In the first study (JSCT Haplo 13 study), we added BU (6.4 mg/kg) to the original nonmyeloablative platform consisting of Flu, cyclophosphamide, and 2 Gy of TBI developed by Johns Hopkins group [7, 8, 22]. In addition, peripheral blood stem cell grafts were used instead of bone marrow grafts. Thirty-one patients with a median age of 48 (21–65) were enrolled in this study. Thirteen patients (42%) had a history of prior allo-SCT. Neutrophil engraftment was achieved in 87% patients with a median of 19 days. The cumulative incidences of grades II–IV and III–IV acute GVHD and chronic GVHD at 1 year were 23%, 3%, and 15%, respectively. NRM was 19% at day 100. The patients without a history of prior allo-SCT had higher engraftment (100%) and lower NRM (11%). This study suggests that PTCy-haploPBSCT after BU-containing RIC enables stable donor engraftment and low incidences of both acute and chronic GVHD.

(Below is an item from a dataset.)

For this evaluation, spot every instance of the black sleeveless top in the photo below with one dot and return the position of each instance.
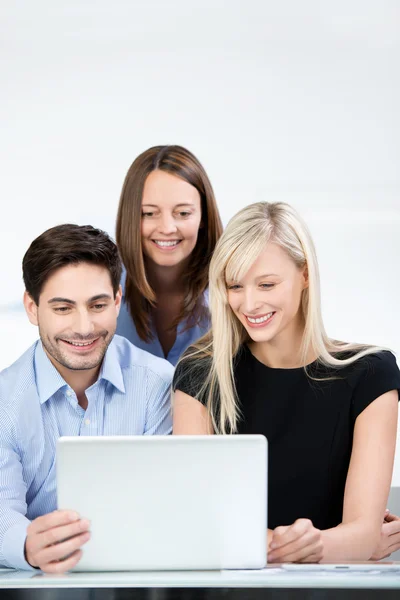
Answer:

As the second study (JSCT Haplo 14 study), we conducted two parallel prospective phase II studies of MAC- and RIC-based PTCy-haploPBSCT [23]. MAC regimen was either Flu (90 mg/m2) plus TBI (12 Gy), or a combination of Flu (150 mg/m2), BU (12.8 mg/kg), and 4 Gy of TBI (Fig. 1). RIC regimen was a combination of Flu (150 mg/m2), BU (6.4 mg/kg), and 4 Gy of TBI (Fig. 2). Fifty-three patients were enrolled in the MAC study, and 81 patients were enrolled in the RIC study. Neutrophil engraftment was achieved in 98% and 94% in the MAC and RIC groups, respectively. The incidences of grades II–IV and III–IV acute GVHD were 18% and 8% in the MAC group, and 14% and 5% in the RIC group, respectively. Incidences of all grade and moderate to severe chronic GVHD at 2 years were 36% and 20% in the MAC group, and 27% and 20% in the RIC group, respectively. NRM at 2 years was 10% in the MAC group, and 20% in the RIC group. Notably, 83% and 86% of patients who survived without relapse successfully weaned off immunosuppressants by 2 years in the MAC and RIC groups, respectively. This study indicates that both MAC and RIC are valid options for PTCy-haploPBSCT.

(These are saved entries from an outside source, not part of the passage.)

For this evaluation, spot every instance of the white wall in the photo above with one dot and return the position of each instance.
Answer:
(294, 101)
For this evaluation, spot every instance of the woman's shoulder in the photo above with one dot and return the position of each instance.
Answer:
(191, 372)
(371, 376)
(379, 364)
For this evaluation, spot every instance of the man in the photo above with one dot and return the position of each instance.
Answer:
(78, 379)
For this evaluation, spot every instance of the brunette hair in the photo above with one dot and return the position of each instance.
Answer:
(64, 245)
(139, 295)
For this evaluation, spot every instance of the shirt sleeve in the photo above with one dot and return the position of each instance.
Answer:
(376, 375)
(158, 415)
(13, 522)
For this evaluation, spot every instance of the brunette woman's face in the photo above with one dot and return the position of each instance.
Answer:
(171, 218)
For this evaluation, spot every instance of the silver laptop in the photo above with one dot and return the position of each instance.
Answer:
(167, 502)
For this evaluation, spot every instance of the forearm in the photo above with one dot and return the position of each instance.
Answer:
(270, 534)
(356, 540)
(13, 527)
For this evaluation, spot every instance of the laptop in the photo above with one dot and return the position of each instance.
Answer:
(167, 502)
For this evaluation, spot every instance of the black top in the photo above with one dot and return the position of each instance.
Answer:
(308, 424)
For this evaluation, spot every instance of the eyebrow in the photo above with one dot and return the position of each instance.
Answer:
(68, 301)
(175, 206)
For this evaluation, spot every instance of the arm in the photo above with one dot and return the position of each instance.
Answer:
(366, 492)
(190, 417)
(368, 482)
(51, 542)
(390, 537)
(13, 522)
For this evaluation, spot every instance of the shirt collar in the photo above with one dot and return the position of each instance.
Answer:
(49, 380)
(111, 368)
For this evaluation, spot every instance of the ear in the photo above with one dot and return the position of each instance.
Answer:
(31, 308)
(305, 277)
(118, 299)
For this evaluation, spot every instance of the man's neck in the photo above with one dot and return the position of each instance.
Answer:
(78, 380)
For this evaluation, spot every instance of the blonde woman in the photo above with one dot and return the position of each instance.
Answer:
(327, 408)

In addition to JSCT studies, there are several studies of PTCy-haploSCT in Japan [35, 36]. Nakamae et al. reduced the dose of PTCy to 25 mg/kg on day 3; however, they escalated the dose of PTCy to 25 mg/kg on days 3 and 4 because of a high incidence of grades III–IV acute GVHD. PTCy-haploPBSCT with 25 mg/kg of PTCy might be associated with a higher incidence of severe acute GVHD. It remains to be elucidated whether dose reduction of PTCy could be feasible. Recently, Nakamae and Fukuda et al. have conducted a multicenter, phase II study of PTCy-haploPBSCT using MEL-based RIC regimen for patients with adult T-cell leukemia/lymphoma (UMIN000021783). In this study, GVHD prophylaxis consisted of cyclophosphamide (50 mg/kg/day on days 3 and 5), tacrolimus (starting on day 1), and MMF (starting on day 6). To the best of our knowledge, this is the first study to evaluate the safety and efficacy of PTCy-haploPBSCT for patients with adult T-cell leukemia/lymphoma.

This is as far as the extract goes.